There were a few things that really stood out. One was the sessions with mid-career researchers who came in to talk with us. Because I’d been working in isolation for so long, I’d missed out on that kind of informal knowledge-sharing: hearing how people had built up fellowship applications, what funding pots they’d tapped into, how they’d worked with mentors. Just being in the room for those conversations was enormously useful, and I suspect I wasn’t alone in that. I think there are a lot of researchers who did their PhDs during the pandemic and missed out on that kind of peer learning.
Another really valuable element was the skills audit work in the early sessions. I came to Prosper feeling like I was moving from one world of work to another, seeing my background in housing, community development, and creative practice as somehow separate from my academic identity.
“Prosper really helped me to see that all of that experience made me a stronger candidate, not a more complicated one.”
How did participating in the programme influence your thinking about your future career path?
It genuinely encouraged me to think much more expansively about my career. Before Prosper, I think I was siloing myself, imagining that the options after a PhD were quite narrow. The programme really pushed me to think about myself in a broader way: to draw on my creative skills as a musician and storyteller, my years working in housing associations and community development, and my lived experience as a lone parent and carer. Rather than seeing those things as complications or distractions, I began to see them as the things that made me distinctive.
I think it also helped a great deal with confidence. Coming from a working-class background, being a first-generation graduate with nobody in my family or wider network who really understood the academic world, it can be very easy to develop imposter syndrome. Prosper came at the right moment to help me see that what I bring to the table is actually something important.

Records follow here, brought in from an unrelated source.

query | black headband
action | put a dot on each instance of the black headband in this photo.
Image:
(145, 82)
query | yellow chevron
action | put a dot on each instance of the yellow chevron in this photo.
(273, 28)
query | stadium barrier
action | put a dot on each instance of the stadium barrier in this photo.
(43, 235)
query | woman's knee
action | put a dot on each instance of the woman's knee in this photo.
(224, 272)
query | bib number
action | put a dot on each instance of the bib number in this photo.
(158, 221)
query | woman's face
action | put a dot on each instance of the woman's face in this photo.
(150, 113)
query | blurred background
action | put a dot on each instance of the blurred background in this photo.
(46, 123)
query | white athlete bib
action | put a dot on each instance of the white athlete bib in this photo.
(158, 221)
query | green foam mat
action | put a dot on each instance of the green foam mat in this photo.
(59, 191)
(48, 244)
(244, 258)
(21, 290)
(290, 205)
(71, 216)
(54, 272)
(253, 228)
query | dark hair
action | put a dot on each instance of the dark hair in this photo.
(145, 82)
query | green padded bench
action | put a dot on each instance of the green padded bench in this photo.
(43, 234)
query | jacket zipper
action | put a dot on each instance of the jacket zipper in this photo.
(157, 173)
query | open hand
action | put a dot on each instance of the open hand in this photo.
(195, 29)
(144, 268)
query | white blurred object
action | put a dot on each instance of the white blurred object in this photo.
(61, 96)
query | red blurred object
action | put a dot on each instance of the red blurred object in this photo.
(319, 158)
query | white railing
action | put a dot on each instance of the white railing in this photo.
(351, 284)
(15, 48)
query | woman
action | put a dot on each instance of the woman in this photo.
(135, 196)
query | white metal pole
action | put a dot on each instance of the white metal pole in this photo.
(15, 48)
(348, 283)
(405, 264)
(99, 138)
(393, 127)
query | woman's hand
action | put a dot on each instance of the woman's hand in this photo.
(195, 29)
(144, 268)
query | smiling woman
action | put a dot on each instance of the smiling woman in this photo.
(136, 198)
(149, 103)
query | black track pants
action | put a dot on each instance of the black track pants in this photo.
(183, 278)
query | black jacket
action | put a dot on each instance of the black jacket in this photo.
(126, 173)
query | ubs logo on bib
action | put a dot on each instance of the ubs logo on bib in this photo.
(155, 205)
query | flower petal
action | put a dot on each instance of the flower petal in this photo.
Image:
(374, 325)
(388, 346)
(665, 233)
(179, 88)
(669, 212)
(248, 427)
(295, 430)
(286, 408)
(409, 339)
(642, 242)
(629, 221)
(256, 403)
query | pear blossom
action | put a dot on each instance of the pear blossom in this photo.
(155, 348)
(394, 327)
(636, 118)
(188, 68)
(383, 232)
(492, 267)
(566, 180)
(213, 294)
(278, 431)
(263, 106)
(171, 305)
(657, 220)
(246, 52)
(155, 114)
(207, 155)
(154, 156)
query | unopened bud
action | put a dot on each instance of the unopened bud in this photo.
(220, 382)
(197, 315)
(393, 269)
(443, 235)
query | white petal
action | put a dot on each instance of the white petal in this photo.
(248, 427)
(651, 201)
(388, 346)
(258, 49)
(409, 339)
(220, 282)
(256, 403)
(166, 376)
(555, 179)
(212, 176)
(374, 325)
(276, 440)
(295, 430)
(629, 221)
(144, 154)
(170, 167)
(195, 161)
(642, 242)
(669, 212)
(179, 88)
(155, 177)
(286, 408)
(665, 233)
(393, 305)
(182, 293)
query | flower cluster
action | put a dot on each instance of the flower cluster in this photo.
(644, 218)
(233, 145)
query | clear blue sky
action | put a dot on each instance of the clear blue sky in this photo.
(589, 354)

What have you gone on to do since completing Prosper?
I’m now a Research Associate on the Sensory Lives project at King’s College London. The project focuses on the lives of neurodiverse families living in temporary accommodation, and it speaks to a really strong element of my own lived experience, which makes it especially meaningful. We’ve just launched our findings in Parliament, and this year I’m leading on the design and tour of a playhouse tent which will communicate children’s experiences to diverse audiences.
I’ve just secured funding from the British Academy for a project I’ve been wanting to do for a long time: a piece of creative research around the history of community land ownership at Carbeth in Scotland. We’ll be creating a song and story audio walk, a video, and doing oral history work with young people from an underserved neighbourhood. I’m really excited about it.
Were there any specific skills or areas of development that the programme helped you to focus on that you hadn’t anticipated?
The creative dimension. I hadn’t really been drawing on my background as a musician and storyteller in my academic work, and Prosper actively encouraged me to think of those skills as an important resource rather than a separate hobby. That shift in thinking has led directly to the British Academy project, with a very tangible outcome. I think it’s a really good example of the transferability of what Prosper teaches: the lessons don’t necessarily land immediately, but they stay with you and keep working in different ways as your career develops.
What advice would you give to a postdoc who is considering applying for the Prosper programme?
I’d recommend it wholeheartedly, and I’d particularly encourage women, carers, and those from working-class or widening participation backgrounds to apply. If you’re in that early, uncertain stage after your PhD, wondering what’s next and whether there’s a way through, Prosper is exactly the kind of support that can help you find some direction and confidence.
The Prosper facilitators, Emma and Karen, are genuinely excellent at what they do. They bring real expertise to the question of postdoc employability, and they’re generous with their support. You’ll also learn a great deal from the other participants: I picked up ideas about new software, different ways of working, approaches to research I wouldn’t have encountered otherwise.
And the bigger message I’d want to share is this: if you’re a woman, a carer, or someone from a working-class background who’s striving to build a career in academia, please don’t lose hope.
“The path may be harder for those of us with greater responsibilities and fewer resources, but the knowledge and experience we bring are genuinely valuable. Prosper helped me to believe that, and I can’t overstate how much that belief has mattered.”